Программа началась с «Бича Щеверхытлефта — русского балета», его поэтически исполнила мадам Карсанома. Шарлота Русс Бесподобная, мировая чемпионка по ледовому катанию, выступила в паре Акселем Эриксоном, бывшим главным конькобежцем при короле Скандинавии. Программа включала потрясающий огненный танец Люциолы, выступление мадемуазель Салповски и ее арабского скакуна Перпетуум Мобиле, а также «Самое маленькое шоу на земле Сборной и объединенной цирковой компании „Каламазоо и Ошкош“ с Элмером — самым маленьким дрессированным бегемотом в неволе и неподражаемым канатоходцем синьором Центрифуго».
«Казалось, изобретательности и талантам миссис Ли не было пределов, а ее крошечные сцены были идеальны до мельчайших деталей», — писал колумнист раздела светских новостей и культуры Chicago Tribune[97].

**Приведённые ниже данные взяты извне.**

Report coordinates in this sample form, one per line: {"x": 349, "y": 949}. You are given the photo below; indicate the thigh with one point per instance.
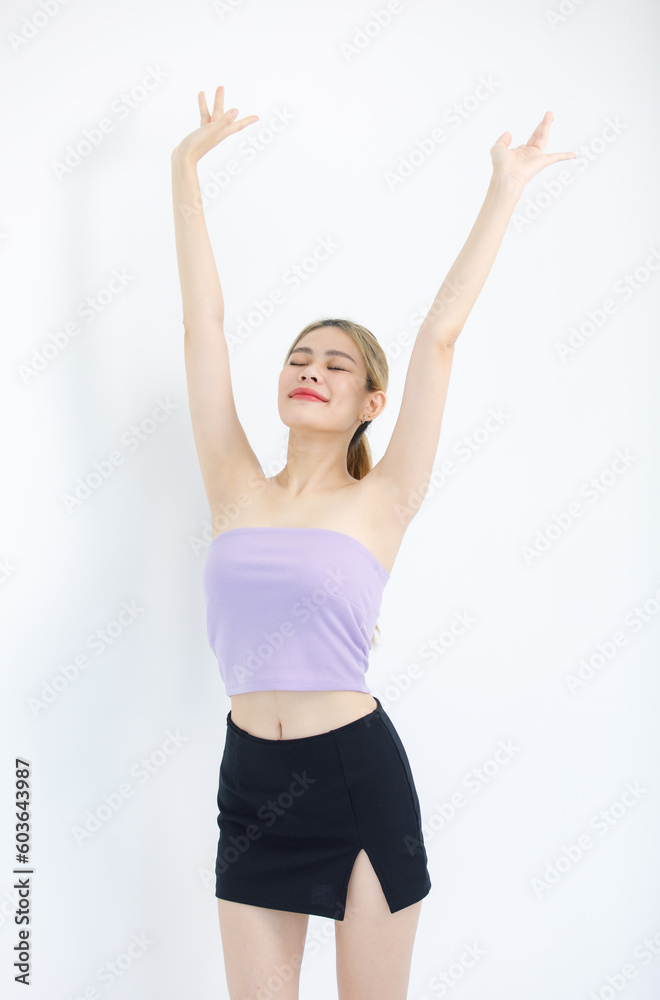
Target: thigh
{"x": 374, "y": 945}
{"x": 262, "y": 950}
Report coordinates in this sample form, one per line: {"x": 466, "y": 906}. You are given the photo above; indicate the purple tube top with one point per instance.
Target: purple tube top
{"x": 291, "y": 609}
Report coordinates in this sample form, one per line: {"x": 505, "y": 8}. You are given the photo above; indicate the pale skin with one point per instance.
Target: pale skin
{"x": 373, "y": 946}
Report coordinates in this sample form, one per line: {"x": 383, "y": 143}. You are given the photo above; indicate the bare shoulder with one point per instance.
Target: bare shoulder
{"x": 380, "y": 518}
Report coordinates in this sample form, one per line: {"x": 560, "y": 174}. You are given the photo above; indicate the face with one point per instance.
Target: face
{"x": 329, "y": 363}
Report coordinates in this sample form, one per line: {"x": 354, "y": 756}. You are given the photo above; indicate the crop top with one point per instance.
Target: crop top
{"x": 291, "y": 609}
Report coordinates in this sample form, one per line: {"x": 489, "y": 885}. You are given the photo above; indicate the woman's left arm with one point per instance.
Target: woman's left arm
{"x": 512, "y": 169}
{"x": 404, "y": 472}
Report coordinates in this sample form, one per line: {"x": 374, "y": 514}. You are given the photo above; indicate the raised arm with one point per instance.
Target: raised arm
{"x": 225, "y": 456}
{"x": 405, "y": 469}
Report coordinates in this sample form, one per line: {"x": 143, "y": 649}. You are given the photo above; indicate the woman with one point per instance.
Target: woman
{"x": 318, "y": 811}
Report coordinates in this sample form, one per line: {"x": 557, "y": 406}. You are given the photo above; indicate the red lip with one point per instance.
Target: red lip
{"x": 308, "y": 392}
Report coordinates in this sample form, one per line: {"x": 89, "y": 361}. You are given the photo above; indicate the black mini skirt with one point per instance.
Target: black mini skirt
{"x": 294, "y": 814}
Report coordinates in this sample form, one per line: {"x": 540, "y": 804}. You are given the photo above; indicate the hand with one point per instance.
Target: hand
{"x": 214, "y": 128}
{"x": 523, "y": 162}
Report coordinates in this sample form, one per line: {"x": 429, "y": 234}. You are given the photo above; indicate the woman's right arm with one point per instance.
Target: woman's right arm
{"x": 225, "y": 456}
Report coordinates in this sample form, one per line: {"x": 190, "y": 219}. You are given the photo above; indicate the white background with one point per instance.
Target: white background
{"x": 356, "y": 111}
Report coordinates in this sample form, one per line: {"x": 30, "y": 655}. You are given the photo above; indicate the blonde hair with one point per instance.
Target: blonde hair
{"x": 359, "y": 459}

«Театр на кончиках пальцев» собрал около тысячи долларов для французского Фонда детей, потерявших отцов, на сегодняшний день это составило бы около 16 тысяч долларов. 30 марта в Tribune опубликовали письмо, написанное Ли в благодарность Институту искусств за щедрость: институт предоставил помещение, а также оплатил освещение и другие затраты «Театра на кончиках пальцев», что позволило направить все доходы на благотворительность. «Я рада, что смогла внести свой скромный вклад, и благодарна за ваше доброе участие», — писала Ли[98].

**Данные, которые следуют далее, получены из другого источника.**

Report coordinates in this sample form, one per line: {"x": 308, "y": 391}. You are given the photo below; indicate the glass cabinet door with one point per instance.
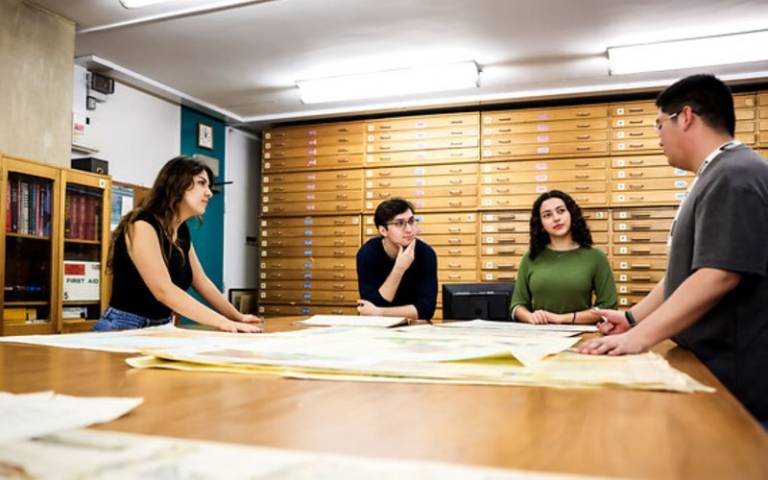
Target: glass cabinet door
{"x": 86, "y": 244}
{"x": 28, "y": 248}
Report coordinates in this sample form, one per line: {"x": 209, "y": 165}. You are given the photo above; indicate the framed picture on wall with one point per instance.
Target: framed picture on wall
{"x": 205, "y": 136}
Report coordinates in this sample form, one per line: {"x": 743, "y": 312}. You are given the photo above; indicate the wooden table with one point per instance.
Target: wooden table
{"x": 600, "y": 432}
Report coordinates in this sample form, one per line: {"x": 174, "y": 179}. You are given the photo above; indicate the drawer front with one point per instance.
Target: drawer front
{"x": 635, "y": 145}
{"x": 636, "y": 250}
{"x": 334, "y": 264}
{"x": 650, "y": 276}
{"x": 539, "y": 188}
{"x": 641, "y": 185}
{"x": 448, "y": 240}
{"x": 540, "y": 177}
{"x": 640, "y": 161}
{"x": 543, "y": 115}
{"x": 632, "y": 174}
{"x": 461, "y": 263}
{"x": 543, "y": 165}
{"x": 422, "y": 181}
{"x": 298, "y": 233}
{"x": 313, "y": 285}
{"x": 434, "y": 144}
{"x": 526, "y": 201}
{"x": 423, "y": 157}
{"x": 313, "y": 163}
{"x": 275, "y": 145}
{"x": 373, "y": 174}
{"x": 336, "y": 176}
{"x": 644, "y": 213}
{"x": 660, "y": 197}
{"x": 456, "y": 276}
{"x": 639, "y": 264}
{"x": 338, "y": 196}
{"x": 554, "y": 149}
{"x": 545, "y": 127}
{"x": 662, "y": 225}
{"x": 503, "y": 251}
{"x": 332, "y": 186}
{"x": 422, "y": 134}
{"x": 313, "y": 151}
{"x": 641, "y": 237}
{"x": 304, "y": 208}
{"x": 303, "y": 275}
{"x": 309, "y": 252}
{"x": 310, "y": 242}
{"x": 312, "y": 222}
{"x": 509, "y": 264}
{"x": 422, "y": 122}
{"x": 309, "y": 297}
{"x": 313, "y": 131}
{"x": 645, "y": 107}
{"x": 544, "y": 138}
{"x": 454, "y": 251}
{"x": 290, "y": 310}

Но ей хотелось совершить нечто большее, чем ужины и развлечения для моряков или еще одно шоу ради благородной цели. Работая над «Театром на кончиках пальцев», она ощутила тягу к более высокому призванию. Она почувствовала желание добиться чего-то значимого и прочного, послужить другим, создав что-то, что могло бы изменить жизни к лучшему.
«Я ни секунды не работала, чтобы заслужить то, что я имею, — однажды сказала Ли репортеру. — Именно поэтому я чувствую, что обязана сделать что-то, что пойдет на пользу всем. Я чувствую, что должна оправдать свое пребывание на Земле»[99]. Завершение Первой мировой войны дало ей такую возможность.

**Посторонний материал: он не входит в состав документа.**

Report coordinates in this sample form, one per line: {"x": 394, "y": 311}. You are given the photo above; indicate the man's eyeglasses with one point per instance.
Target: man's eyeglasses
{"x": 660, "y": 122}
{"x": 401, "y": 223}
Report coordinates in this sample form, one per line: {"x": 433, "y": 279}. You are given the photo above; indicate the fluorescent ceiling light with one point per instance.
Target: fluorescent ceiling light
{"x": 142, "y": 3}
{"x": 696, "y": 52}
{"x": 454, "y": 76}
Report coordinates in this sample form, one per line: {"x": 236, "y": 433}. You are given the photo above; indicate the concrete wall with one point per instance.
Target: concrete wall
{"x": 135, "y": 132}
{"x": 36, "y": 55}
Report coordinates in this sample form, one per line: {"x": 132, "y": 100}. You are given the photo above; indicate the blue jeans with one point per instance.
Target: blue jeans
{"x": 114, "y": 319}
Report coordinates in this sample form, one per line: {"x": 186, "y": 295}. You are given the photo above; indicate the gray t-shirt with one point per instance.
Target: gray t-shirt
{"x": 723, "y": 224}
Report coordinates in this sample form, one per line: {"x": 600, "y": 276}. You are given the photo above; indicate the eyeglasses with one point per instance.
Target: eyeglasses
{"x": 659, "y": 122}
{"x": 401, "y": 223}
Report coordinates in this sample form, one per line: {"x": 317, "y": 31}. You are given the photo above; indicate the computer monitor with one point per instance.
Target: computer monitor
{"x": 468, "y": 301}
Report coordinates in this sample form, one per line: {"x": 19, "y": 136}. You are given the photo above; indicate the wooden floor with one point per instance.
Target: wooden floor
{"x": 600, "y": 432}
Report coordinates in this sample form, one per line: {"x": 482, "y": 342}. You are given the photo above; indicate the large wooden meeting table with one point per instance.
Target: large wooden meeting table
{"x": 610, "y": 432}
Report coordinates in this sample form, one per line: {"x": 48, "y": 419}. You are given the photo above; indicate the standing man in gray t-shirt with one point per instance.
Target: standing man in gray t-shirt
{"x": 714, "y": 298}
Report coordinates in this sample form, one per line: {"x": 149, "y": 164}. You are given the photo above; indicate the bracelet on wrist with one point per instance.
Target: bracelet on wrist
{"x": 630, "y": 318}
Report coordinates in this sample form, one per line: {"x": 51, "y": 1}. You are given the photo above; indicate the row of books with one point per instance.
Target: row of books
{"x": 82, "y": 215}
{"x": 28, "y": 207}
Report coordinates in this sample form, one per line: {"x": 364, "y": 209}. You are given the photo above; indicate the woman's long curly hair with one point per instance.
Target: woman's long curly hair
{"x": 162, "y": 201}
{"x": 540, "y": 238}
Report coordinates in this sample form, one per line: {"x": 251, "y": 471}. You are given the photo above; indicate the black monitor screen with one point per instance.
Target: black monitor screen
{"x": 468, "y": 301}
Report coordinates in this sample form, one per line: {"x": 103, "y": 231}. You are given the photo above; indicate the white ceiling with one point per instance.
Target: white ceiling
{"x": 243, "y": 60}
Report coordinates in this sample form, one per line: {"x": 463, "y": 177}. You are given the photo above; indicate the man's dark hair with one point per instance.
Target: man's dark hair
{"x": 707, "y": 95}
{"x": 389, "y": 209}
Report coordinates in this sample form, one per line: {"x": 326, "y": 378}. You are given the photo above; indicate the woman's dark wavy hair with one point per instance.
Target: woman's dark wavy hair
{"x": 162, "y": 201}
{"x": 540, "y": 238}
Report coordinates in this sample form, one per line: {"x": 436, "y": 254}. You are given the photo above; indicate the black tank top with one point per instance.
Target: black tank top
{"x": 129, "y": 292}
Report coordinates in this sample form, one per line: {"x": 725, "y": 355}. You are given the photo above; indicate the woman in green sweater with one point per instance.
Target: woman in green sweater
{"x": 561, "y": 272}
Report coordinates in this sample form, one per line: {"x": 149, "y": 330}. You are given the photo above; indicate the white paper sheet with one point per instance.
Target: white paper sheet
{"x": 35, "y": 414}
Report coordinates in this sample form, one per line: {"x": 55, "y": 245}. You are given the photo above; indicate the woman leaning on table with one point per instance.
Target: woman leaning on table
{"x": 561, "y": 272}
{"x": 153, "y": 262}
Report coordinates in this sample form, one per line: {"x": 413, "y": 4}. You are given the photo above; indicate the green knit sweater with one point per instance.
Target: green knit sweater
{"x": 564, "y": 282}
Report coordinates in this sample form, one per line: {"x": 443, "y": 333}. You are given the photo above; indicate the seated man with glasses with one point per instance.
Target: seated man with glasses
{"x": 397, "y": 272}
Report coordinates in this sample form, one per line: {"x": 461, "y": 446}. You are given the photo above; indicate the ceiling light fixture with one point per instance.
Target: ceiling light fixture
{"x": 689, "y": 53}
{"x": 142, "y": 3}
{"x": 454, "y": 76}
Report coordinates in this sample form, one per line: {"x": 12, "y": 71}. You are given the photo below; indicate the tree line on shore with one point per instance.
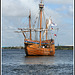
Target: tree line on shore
{"x": 56, "y": 47}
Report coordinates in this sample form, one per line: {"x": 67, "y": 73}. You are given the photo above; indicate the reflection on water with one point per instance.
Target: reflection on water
{"x": 39, "y": 59}
{"x": 17, "y": 57}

Она продолжала получать новости о своем старом друге Маграте во время частых визитов брата. «Все это время мой интерес к медицине не угасал, — писала Ли в неопубликованных мемуарах. — Джордж Глесснер много раз сопровождал Джорджа Маграта во время вскрытий и часто рассказывал дома настоящие детективные истории, тем более увлекательные, что они были чистой правдой»[100].
Когда в ноябре 1918 года война закончилась, тысячи молодых людей вернулись из-за моря, и многие из них все еще были оглушены войной. Они оказались вдалеке от дома, не понимая, хотят ли вернуться на фермы или в города, которые оставили, будучи молодыми и неопытными мужчинами. Они не знали, что делать дальше со своей жизнью. В крупных городах стало появляться все больше домов для военнослужащих, где возвратившимся предлагали возможность прийти в себя и интегрироваться в общество. В Бостоне для солдат открыли дом под названием «Уэнделл-Хаус» — в честь миссис Барретт Уэнделл, возглавлявшей Массачусетский филиал женского благотворительного общества.
В сорок лет Ли впервые в жизни вышла на работу: ее наняли управляющей «Уэнделл-Хаус» с проживанием. Пока ее дочери 15 и 12 лет оставались под присмотром гувернантки в Чикаго, Ли переехала в Бостон, где 20-летний Джон посещал Массачусетский технологический институт.
Светские новости Чикаго заметили отъезд Ли в Бостон для помощи пострадавшим на войне. Она посетила концерт Чикагского симфонического оркестра и попрощалась с друзьями до тех пор, «пока последний солдат не снимет военную форму»[101].
Ли жила в «Уэнделл-Хаус», выступая в роли сестры-хозяйки, руководила дежурными и прочим персоналом. В отличие от других домов для военнослужащих, «Уэнделл-Хаус» должен был вызывать ощущение настоящего дома, а не общежития или клуба. Ли обставила помещения тщательно отобранной мебелью, стараясь придать им жилой вид, чтобы военнослужащие попадали в комфортную, привычную домашнюю обстановку.